R. foetida bicolor is colored by peonin over the yellow ground color. In the normal ‘Lutea’ form, the red pigment is absent. Why?
Suppose that the enzyme being suppressed in the petals of the ‘Lutea’ form (but active in ‘Bicolor’) is the one that attaches glucose molecules to the peonidin backbone. If this is the case, then varieties like ‘Sterling Silver’ combine this suppression of glucose transferase (from Foetida) with rosacyanin synthesis from a different source. The rosacyanin colors are more pronounced for two reasons: (1) they are not masked by cyanidin glucosides, and (2) there is more of the cyanidin backbone available to synthesize rosacyanins rather than cyanidin glucodes.
Rosa hracziana Tamamsch. was described by S. G. Tamamshyan in 1994 from the right bank of the River Razdan in Aparan floristic region of Armenia. The species is distinguished by carnose, dark red, stoutish and quite long fruit-stalks.
Chemistry of Natural Compounds, Vol. 47, No. 1, 2011 [Russian original No. 1, January-February, 2011]
ANTHOCYANINS FROM FRUIT OF TWO SPECIES OF THE GENUS Rosa
A. R. Novruzov and L. A. Shamsizade
Thus, cyanidin-3-glucoside, cyanidin-3,5-diglucoside, delphinidin-3-glucoside, and delphinidin-3,5-diglucoside were identified for the first time in total anthocyanins from fruit pulp of R. hracziana using chromatography, spectroscopy, total and stepwise hydrolysis, oxidation by H2O2, and comparison with authentic samples. All components with the exception of delphinidin-3,5-diglucoside were found in R. spinosissima anthocyanidins.

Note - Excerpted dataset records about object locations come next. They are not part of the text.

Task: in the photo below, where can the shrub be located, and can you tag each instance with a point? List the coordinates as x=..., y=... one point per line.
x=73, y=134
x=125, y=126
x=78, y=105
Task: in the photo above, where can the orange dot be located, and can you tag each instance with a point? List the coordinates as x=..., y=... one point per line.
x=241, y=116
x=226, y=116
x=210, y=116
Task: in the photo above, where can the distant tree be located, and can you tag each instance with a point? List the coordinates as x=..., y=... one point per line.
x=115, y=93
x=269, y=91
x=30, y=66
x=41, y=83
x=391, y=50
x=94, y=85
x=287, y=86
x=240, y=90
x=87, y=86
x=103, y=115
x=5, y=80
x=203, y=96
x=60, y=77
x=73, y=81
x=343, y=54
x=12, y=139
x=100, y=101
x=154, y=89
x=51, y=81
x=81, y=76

The monoglucosides of cyanidin and delphinidin dominated quantitatively the anthocyanin complex from fruit of both Rosa species.
This is not exactly hacking, but it could be a clue for breeders.
The Anthocyanin Pigments of Plants p. 282 (2014)
By Muriel Wheldale Onslow
Gawalowsky, A., ‘Künstliche Blatt- und Blütenfärbungen,’ Wiener landw. Zeit., 1911, LXI, p. 616.
Author finds that treatment of soil with sodium orthophosphate gives a deep red or blue-violet colour to petals of Rosa centifolia; also to Malva tinctoria a deep brown-red. Potassium carbonate causes development of anthocyanin in Lactuca sativa.
This may explain what Schmidt wrote about ‘Veilchenblau’:
Everybody’s Magazine 24: 746-757 (1911)
The Quest of the Perfect Rose
“Veilchenblau,” wrote Herr Schmidt, "is a direct seedling of the ‘Crimson Rambler,’ not cultivated by fructification with another kind. By culture of several years, the new kind has rested constant. There have been no dosings with chemicals.
Needless to say, such chemical treatments do not affect inheritance. But they can give some indication of hidden potentials. If a group of Centifolias (or other pink roses) are given the sodium orthophosphate soil treatment, those that produce blue-violet flowers are more likely transmit this potential to their offspring than others that turn deep red.